The tuna crudo with compressed grilled watermelon and chicharrones at Cherry, the newly remodeled restaurant inside the W Washington D.C. hotel. (Dayna Smith/For The Washington Post)

The grilled avocado with an Oyster Bay cocktail. (Dayna Smith/For The Washington Post)

There’s no gas in the kitchen of the new Cherry restaurant in the W Washington D.C. hotel. If someone were to ask for french fries, chef de cuisine William Morris says he would have to prepare them elsewhere on the property. Cherry doesn’t have a fryer, either. 

What the restaurant does have is a 15-foot-long, custom-designed hearth and grill from Grillworks, a design feature that Morris says drew him to the freshly renovated dining room, formerly home to the Mediterranean-focused Pinea.

“We try to make as much as possible in the hearth,” says the chef, whose credits include Vermilion in Alexandria and Bourbon Steak in Georgetown. From the eggs baked with black-eyed peas and ham hocks, a breakfast choice, to “Grandma’s” cherry pie, a dessert selection, the bulk of the food comes with a whiff of smoke or a stripe from the grill — some sign that live fire was involved before it ended up on the table.


Chef William Morris utilizes an expansive, custom-built hearth and grill at Cherry. (Dayna Smith/For The Washington Post)

This being a hotel restaurant, the list embraces a burger and steaks. But it also addresses mindful diners with a pleasing grain bowl (farro and quinoa with pistachio vinaigrette) and food enthusiasts with several novelties. The most vivid appetizer is sweet pea puree, thinned with coconut water, poured into a blue bowl containing lightly pickled shrimp. If you need cooling off, here’s your solution. Just as revivifying is tuna crudo and compressed grilled watermelon in a fire-and-ice salad slicked with Thai chile oil and garnished with airy chicharrones.

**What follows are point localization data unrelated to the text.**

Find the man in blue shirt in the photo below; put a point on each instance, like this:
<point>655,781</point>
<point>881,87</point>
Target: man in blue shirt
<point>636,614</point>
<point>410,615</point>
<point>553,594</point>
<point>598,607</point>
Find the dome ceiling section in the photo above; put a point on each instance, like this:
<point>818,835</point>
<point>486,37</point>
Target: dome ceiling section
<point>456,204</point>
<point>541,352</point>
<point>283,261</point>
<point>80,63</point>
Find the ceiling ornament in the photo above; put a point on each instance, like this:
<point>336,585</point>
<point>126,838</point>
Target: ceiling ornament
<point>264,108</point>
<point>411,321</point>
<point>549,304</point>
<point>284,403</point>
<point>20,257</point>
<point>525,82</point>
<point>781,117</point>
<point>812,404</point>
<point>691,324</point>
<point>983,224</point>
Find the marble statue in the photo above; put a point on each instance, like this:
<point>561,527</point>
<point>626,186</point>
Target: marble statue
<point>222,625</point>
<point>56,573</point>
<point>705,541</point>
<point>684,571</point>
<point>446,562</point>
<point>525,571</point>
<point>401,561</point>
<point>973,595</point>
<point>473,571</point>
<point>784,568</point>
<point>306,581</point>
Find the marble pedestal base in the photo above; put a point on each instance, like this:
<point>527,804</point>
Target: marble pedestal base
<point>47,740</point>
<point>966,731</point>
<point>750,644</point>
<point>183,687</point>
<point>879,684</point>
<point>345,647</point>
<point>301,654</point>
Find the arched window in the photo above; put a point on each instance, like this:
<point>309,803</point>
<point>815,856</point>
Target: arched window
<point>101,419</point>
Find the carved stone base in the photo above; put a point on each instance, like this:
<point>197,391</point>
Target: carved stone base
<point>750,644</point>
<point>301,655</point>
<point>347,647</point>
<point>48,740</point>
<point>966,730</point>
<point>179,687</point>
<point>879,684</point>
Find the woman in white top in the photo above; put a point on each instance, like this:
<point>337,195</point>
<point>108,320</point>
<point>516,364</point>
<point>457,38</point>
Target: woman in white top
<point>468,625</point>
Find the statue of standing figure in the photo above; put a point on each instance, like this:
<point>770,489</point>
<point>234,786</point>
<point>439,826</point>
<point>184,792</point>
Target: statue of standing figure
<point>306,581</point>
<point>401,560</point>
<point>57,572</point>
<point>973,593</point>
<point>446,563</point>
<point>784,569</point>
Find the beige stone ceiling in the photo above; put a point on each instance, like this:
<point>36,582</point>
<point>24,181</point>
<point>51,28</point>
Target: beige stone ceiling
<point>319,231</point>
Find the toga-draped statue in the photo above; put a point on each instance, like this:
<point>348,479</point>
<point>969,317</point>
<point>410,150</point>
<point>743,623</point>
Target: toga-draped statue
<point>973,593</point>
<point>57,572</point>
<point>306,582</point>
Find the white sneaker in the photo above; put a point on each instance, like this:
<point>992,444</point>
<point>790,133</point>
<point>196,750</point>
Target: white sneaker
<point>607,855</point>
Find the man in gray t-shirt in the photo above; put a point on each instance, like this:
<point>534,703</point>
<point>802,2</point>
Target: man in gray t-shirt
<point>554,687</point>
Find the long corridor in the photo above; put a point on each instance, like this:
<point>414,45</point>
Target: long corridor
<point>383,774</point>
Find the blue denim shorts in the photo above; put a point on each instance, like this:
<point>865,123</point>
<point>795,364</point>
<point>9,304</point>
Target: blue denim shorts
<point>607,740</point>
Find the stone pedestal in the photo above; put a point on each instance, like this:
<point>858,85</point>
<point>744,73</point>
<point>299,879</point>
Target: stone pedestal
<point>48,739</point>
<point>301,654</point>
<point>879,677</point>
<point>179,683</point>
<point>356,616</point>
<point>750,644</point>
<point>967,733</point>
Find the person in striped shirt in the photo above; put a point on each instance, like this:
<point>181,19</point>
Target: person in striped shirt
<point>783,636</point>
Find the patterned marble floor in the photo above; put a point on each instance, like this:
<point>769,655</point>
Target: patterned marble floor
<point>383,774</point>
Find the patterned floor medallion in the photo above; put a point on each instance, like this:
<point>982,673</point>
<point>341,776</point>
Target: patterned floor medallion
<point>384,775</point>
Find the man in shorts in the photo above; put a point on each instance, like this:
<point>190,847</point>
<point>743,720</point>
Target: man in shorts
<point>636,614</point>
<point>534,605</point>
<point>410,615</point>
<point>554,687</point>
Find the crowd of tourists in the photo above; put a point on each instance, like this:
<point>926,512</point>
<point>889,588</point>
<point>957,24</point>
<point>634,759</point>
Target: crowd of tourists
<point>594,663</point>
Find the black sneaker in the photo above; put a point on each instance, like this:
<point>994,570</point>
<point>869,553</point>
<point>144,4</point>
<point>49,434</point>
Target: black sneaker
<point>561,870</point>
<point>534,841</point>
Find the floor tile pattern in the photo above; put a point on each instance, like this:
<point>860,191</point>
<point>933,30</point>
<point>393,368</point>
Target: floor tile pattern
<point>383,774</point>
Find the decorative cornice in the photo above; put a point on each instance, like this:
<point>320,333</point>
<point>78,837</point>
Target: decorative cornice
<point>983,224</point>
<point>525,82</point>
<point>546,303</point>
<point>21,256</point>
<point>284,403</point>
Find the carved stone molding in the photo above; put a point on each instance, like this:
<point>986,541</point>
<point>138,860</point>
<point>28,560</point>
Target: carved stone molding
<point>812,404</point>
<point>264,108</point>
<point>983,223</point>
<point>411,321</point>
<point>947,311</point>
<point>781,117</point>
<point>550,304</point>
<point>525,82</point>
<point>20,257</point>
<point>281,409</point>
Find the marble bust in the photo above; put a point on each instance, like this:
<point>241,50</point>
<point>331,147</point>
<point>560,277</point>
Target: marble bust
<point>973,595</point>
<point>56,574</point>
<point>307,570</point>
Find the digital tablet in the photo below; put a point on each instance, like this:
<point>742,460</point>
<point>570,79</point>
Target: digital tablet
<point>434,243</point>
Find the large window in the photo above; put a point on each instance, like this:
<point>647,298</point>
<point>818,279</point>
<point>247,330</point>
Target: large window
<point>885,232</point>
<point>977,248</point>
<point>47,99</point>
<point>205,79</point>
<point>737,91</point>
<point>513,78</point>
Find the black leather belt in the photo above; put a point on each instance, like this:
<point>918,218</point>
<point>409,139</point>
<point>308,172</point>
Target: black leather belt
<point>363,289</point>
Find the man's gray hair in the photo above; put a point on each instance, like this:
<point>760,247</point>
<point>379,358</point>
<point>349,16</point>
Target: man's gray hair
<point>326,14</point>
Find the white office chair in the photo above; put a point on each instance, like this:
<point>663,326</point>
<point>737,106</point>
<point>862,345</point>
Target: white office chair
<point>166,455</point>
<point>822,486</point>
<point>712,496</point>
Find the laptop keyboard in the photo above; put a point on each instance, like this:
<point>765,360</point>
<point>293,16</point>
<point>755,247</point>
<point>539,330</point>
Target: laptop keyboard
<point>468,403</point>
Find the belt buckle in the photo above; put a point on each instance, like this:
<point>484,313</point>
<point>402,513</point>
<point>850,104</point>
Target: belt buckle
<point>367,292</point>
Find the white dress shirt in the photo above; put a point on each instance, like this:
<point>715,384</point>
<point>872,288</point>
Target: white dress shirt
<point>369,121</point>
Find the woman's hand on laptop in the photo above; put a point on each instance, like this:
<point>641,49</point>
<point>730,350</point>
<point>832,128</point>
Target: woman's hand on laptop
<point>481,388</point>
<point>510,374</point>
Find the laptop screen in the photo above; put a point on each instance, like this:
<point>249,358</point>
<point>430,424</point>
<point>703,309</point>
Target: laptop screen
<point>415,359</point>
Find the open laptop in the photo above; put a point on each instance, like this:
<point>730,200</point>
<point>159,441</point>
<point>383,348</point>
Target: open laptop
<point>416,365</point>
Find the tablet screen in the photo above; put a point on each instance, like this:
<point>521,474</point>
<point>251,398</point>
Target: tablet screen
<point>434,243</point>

Seafood dishes — simply grilled rockfish with eggplant, wood-fired shrimp — call to me most. The shrimp is joined in its bowl by potatoes, chorizo and green olives, plus a raft of grilled bread for soaking up the juices.

A few items suggest that the kitchen team is still getting a feel for the behemoth heat source. Roast chicken was unevenly cooked the night I ordered it. Morris also combines white and dark chicken with coriander and chorizo spices to make a poultry version of Spam, which he turns into a sandwich with the help of a monster Hawaiian roll. The dish is an acquired taste, and definitely a challenge to tackle. Across the dining room, I spotted someone else trying to bite down on the construction.


The shrimp and chorizo. (Dayna Smith/For The Washington Post)

Towering windows light up the dining room. (Dayna Smith/For The Washington Post)

Why Cherry? While cherries are the District’s official fruit and cherry wood is used to cook here, Cherry “has a nice ring to it, and it’s easy to remember,” says Garth Welsh, the hotel’s director of food and beverages. The cavernous room is dressed with comfortable padded chairs, soaring windows and splashes of orange, in the form of glass globes and a glow near the ceiling, that underscore the restaurant’s fire theme. Look closely and you’ll see that the wood-stoked ovens facing the dining room are shiny with thousands of pennies, a nod to the nearby Treasury Building. Welsh says the owners spent $50 million to redo the entire hotel, with other draws including Corner Office, a casual watering hole serving pizzas and craft beers.

The six-bottle wine list I got shortly after opening has been expanded, thank goodness, and I can only hope subsequent customers don’t have to deal with the inaugural clamor. I’m all for live music in the lobby, but not when it follows me into the restaurant, where even a seat in a distant corner feels like a boombox. “No business meetings here!” a companion shouted across the table.

515 15th St. NW. 202-661-2400. Dinner entrees, $26 to $99 (for dry-aged rib-eye).